The patient is a 57-year-old female with past medical history of central hypopituitarism, secondary adrenal insufficiency, and untreated gastric adenocarcinoma, who presented to the emergency room with diffuse cramping abdominal pain and generalized weakness. Additionally, she complained of fatigue, poor appetite, confusion, nausea & vomiting, and upper & lower extremity swelling. These symptoms had persisted intermittently for 1 week. Her gastric adenocarcinoma was diagnosed in 2017, but she declined surgical resection of the tumor at that time. In 2020, she underwent upper endoscopy, which showed an ulcerated intramural (subepithelial) lesion in the lesser curve of stomach, at 6 cm distal to the gastroesophageal junction. Sonographically, the lesion was hypoechoic and appeared to originate from the superficial luminal mucosa with invasion into the serosa. Two abnormal lymph nodes were observed in gastrohepatic ligament. Biopsies taken from the lesser curve ulcer, antrum, and pyloric channel revealed signet ring cell adenocarcinoma (Fig. 1).
Initial vitals in the emergency department demonstrated blood pressure 81/45, heart rate 79, respiratory rate 18, and peripheral capillary oxygen saturation of 96% on room air. Physical exam showed scattered ecchymoses on the back and pitting edema in bilateral upper and lower extremities.

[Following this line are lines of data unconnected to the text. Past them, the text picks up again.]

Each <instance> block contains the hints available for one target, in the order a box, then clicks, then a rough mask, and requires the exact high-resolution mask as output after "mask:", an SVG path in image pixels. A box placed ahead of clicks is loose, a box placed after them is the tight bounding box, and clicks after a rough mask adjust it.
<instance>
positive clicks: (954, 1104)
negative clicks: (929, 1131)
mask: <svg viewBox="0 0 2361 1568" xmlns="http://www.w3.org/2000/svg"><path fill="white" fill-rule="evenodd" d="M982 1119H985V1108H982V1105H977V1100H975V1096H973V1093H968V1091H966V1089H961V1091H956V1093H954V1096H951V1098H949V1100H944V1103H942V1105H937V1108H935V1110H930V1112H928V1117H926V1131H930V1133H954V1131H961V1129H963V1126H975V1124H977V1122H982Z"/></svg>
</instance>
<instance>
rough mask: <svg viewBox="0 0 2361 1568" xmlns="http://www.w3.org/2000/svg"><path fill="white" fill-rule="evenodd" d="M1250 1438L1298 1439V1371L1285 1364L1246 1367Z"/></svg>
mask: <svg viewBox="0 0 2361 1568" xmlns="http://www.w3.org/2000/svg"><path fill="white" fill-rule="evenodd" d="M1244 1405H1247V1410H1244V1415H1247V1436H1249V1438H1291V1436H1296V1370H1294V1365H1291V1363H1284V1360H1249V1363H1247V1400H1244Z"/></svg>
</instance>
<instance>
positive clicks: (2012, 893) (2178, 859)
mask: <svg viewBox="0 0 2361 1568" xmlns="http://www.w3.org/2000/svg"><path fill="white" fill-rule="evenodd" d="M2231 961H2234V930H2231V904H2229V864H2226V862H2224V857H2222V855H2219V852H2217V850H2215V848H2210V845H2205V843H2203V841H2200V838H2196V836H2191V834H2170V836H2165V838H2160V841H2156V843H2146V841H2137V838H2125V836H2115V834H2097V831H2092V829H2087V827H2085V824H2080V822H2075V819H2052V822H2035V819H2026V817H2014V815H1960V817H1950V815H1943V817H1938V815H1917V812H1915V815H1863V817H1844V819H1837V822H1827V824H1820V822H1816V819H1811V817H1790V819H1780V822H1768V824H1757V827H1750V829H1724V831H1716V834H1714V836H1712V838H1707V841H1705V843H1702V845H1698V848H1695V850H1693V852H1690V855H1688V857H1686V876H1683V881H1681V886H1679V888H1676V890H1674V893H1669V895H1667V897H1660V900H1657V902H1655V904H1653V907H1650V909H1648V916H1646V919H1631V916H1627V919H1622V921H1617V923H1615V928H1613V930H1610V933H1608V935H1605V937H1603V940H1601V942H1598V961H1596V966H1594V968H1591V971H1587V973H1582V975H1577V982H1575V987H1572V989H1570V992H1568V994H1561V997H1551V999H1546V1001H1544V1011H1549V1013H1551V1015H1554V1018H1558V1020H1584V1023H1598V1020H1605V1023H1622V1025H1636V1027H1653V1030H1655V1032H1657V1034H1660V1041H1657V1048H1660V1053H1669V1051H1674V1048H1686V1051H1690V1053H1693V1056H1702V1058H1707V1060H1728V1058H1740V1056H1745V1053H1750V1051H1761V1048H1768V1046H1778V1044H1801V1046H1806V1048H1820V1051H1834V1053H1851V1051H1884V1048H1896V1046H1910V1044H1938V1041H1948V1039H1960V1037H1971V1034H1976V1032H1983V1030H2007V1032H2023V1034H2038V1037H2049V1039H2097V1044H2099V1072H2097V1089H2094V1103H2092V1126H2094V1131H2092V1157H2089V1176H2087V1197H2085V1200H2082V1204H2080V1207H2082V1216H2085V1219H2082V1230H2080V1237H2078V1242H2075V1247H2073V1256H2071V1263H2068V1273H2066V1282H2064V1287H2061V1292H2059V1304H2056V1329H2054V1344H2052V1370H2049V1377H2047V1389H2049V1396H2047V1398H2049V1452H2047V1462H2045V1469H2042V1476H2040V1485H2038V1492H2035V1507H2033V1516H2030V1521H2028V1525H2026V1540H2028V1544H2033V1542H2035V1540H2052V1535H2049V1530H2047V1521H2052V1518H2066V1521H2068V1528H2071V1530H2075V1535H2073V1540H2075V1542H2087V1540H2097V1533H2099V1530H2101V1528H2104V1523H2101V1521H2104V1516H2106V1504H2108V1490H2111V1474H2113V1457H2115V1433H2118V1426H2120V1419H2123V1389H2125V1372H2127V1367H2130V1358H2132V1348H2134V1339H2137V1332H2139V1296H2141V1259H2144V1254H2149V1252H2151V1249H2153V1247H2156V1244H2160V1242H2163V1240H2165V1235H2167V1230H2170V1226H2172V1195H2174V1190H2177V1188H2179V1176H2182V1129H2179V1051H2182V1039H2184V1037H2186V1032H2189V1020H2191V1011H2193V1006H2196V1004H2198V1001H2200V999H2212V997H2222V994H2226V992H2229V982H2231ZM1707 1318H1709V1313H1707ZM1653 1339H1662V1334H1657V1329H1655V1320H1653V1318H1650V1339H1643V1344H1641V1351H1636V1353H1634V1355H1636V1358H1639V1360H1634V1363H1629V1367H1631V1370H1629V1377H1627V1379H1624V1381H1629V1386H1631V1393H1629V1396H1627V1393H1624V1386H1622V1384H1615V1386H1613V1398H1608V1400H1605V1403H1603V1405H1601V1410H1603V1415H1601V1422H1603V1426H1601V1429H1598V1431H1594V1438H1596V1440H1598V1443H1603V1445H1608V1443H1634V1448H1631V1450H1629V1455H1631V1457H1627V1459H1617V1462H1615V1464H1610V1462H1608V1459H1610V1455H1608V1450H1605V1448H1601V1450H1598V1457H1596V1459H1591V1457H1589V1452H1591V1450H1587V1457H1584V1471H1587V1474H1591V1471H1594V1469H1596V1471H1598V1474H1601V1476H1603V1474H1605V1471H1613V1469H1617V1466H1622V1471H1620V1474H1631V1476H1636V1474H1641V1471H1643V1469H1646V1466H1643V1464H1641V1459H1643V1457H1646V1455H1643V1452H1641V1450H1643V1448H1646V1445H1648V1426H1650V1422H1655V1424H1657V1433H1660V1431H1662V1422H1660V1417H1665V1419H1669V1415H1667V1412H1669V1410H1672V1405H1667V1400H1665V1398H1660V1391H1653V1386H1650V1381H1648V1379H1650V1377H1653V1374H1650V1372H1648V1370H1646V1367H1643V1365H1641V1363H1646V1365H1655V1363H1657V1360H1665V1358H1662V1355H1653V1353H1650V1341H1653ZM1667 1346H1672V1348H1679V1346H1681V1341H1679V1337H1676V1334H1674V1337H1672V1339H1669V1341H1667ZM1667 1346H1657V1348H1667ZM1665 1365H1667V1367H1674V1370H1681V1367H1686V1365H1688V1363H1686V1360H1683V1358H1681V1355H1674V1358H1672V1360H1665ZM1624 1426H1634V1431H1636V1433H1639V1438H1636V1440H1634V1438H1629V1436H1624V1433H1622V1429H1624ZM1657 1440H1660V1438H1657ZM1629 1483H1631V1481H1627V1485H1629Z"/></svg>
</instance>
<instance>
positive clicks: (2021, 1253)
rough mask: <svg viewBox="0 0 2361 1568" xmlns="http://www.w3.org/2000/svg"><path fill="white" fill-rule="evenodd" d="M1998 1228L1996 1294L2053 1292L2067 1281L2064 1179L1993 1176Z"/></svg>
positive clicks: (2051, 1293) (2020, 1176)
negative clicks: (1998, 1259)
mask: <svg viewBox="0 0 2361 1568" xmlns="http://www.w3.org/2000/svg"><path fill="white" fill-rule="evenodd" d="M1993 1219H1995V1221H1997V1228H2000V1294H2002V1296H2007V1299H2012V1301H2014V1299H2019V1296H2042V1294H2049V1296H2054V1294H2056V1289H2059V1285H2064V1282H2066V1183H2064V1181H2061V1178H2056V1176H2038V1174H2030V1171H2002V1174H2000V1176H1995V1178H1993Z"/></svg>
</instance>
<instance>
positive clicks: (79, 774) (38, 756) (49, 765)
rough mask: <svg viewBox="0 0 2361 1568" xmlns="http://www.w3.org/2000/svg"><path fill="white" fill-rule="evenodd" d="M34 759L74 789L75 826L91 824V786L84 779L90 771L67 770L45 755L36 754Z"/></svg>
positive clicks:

Initial laboratory results were significant for sodium of 118 mmol/L, potassium 6.8 mmol/L, hemoglobin 6.5 mg/dL, platelet count 17 K/uL. Liver enzymes were mildly elevated with alanine aminotransferase 37 mg/dL, aspartate transaminase 48 mg/dL, and significant elevation in alkaline phosphatase to 1901 mg/dL. Given the bicytopenia, a peripheral smear was obtained which demonstrated normocytic, normochromic anemia suggestive of hypoproliferation and anemia of chronic disease. Computerized tomography of the chest, abdomen and pelvis showed bilateral pleural effusions and anasarca reflecting total body fluid overload, as well as diffuse sclerosis of the axial and proximal appendicular skeleton suggestive of metastatic disease (Fig. 2). Endocrinology was consulted and recommended stress dose steroids for acute adrenal insufficiency. Sodium rapidly increased to 129 mmol/L but dropped to 122 the following day. Since the administration of hydrocortisone temporarily restored the sodium level, undertreated adrenal insufficiency was thought to have induced the hyponatremia. Further hyponatremia workup showed albumin 3.2 mg/dL, serum osmolality 256 mOsm/kg, urine osmolality 195 mOsm/kg, and urine sodium < 11 mmol/L, which suggested a component of hypoalbuminemia and consequential reduced intravascular effective volume.
Thrombocytopenia persisted throughout the patient’s hospital course despite several transfusion attempts. Hematology-oncology was consulted, and a bone marrow biopsy was obtained on day 3 which showed clusters of glandular epithelioid cells, some with signet ring cell morphology, consistent with metastatic gastric adenocarcinoma (Fig. 3). On day 4, the patient developed worsening diffuse ecchymoses over entire body, epistaxis, oral mucosal bleed, and bleeding from peripheral intravenous sites. DIC was confirmed with elevated D-dimer > 20.0 ug/mL, prolonged PT of 24.6s (INR 2.1), prolonged PTT of 37s, as well as decreased fibrinogen of 191 mg/dL. Given the bone marrow findings, the DIC was thought to be caused by bone marrow carcinomatosis and bone marrow failure. As the clinical status continued to worsen, the patient decided to pursue hospice care.